A group of leading scientists – including a Nobel Prize winner - has proclaimed that it is “ethically and morally” wrong to alter the deadly H5N1 virus to make it more contagious for research purposes, and have asked President Obama to ban it.
“The accidental release of an artificial, laboratory-generated, human-transmissible H5N1 virus into the community has the potential to cause a global pandemic of epic proportions that would dwarf the 1918 Spanish flu pandemic that killed over 50 million people,” read a letter to the Presidential Commission for the Study of Bioethical Issues.
The petition was drafted by the Foundation for Vaccine Research (FVR), a scientific advocacy group, and numbered world-leading biologists among the 17 signatories, including Lord May, the former chief science advisor to the UK government, and Sir Richard Roberts, the recipient of the 1993 Nobel Prize for Medicine, for genetics research.

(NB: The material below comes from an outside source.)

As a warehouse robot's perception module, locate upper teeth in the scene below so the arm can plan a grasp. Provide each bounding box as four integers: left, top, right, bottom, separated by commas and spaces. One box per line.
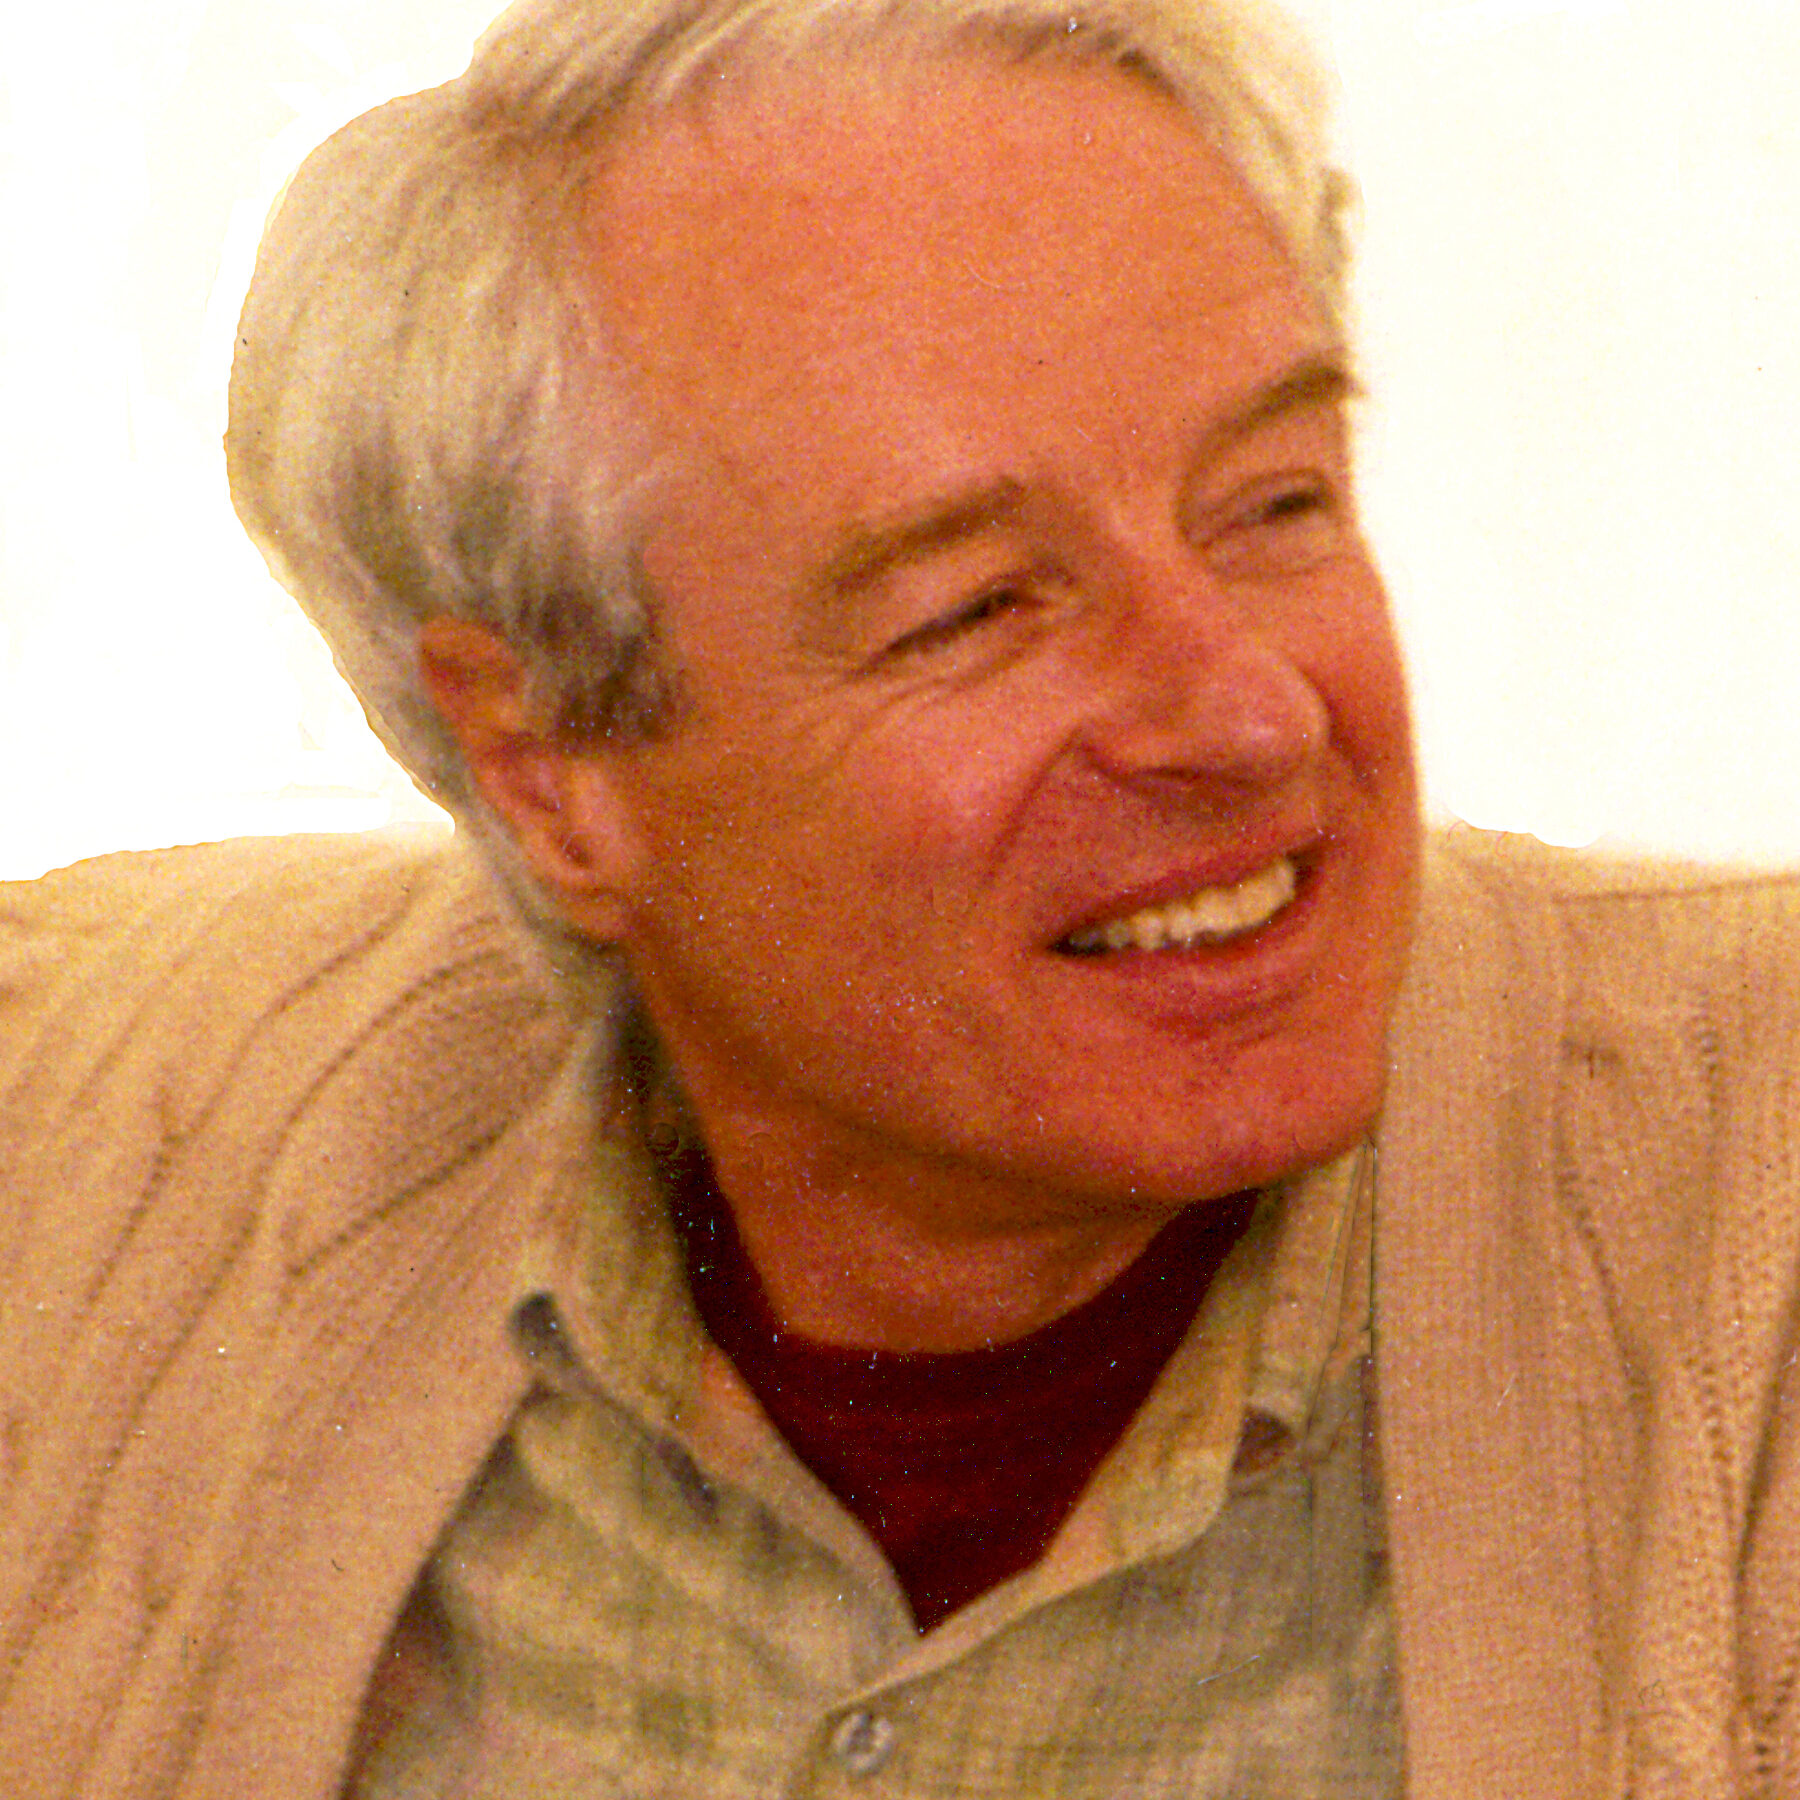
1066, 857, 1297, 954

Late in 2011, two groups of scientists courted controversy, when they prepared to publish studies showing a modified version of the avian flu virus that could be passed through the air between mammals. In its current form, the virus, which has killed 60 percent of those it infects, is not easily caught by people from birds, and is even more difficult to transmit from one human to another.

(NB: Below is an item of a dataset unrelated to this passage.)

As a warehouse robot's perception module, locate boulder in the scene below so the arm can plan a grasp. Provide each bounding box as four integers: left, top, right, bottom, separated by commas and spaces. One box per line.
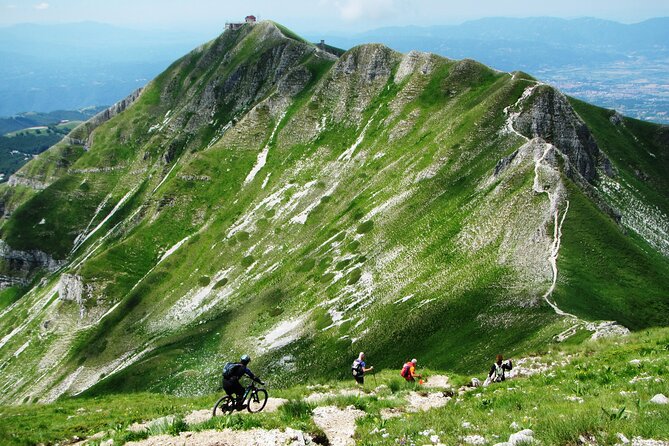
650, 394, 668, 405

But, Ron Fouchier, of Erasmus Medical Center in the Netherlands, and Yoshihiro Kawaoka, from the University of Wisconsin, the scientists behind the purposeful mutations, known as gain-of-function studies, say the virus will itself change without lab research, and foreseeing its progression might enable a vaccine or cure to be developed sooner.

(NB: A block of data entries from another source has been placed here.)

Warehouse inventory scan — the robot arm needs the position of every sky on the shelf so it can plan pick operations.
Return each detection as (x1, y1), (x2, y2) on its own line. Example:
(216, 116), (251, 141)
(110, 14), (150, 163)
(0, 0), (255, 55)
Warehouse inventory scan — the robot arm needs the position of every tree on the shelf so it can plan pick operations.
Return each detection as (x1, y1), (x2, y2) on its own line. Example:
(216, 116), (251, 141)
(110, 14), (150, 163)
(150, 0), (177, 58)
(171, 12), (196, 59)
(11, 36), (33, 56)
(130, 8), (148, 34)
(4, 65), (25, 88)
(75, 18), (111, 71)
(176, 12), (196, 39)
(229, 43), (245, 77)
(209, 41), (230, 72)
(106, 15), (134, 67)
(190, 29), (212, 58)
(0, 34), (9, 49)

They had voluntarily placed a moratorium on gain-of-function research after their initial research created concern that details about how these modifications to a virus that has killed more than 350 people since its discovery in 2003, were achieved would fall in the hands of careless scientists or worse, terrorists and hostile governments.
The moratorium was lifted earlier this year.
“The recent calling off of the moratorium by 40 flu researchers alone – not funders, governments or international bodies – says it all. The flu community simply hasn’t understood that this is a hot-button issue that will not go away,” Professor Simon Wain-Hobson, one of the signatories, told UK’s Independent newspaper.
FVR hopes the further gain-of-function experiments – most of which are funded by the government - will be postponed, pending a more thorough scientific debate on the ethics.
The US government is currently making tentative steps to regulate the research. The White House has published a draft paper that would require government agencies to evaluate the potential risk of any study involving 15 most dangerous cultures, but it has no plans to curb gain-of-function studies altogether.
And even if the petitioners manage to persuade Barack Obama, their plea is unlikely to stem the tide of similar new manipulations around the world.
“The H5N1 studies represent the first of no doubt many such studies involving other potential pandemic pathogens. Gain-of-function studies with H5N1 virus are being conducted in China, and a team in The Netherlands is expanding their H5N1 studies to include studies with the H7N7 virus, and has announced plans to conduct similar gain-of-function studies with the SARS coronavirus,” admits the petition.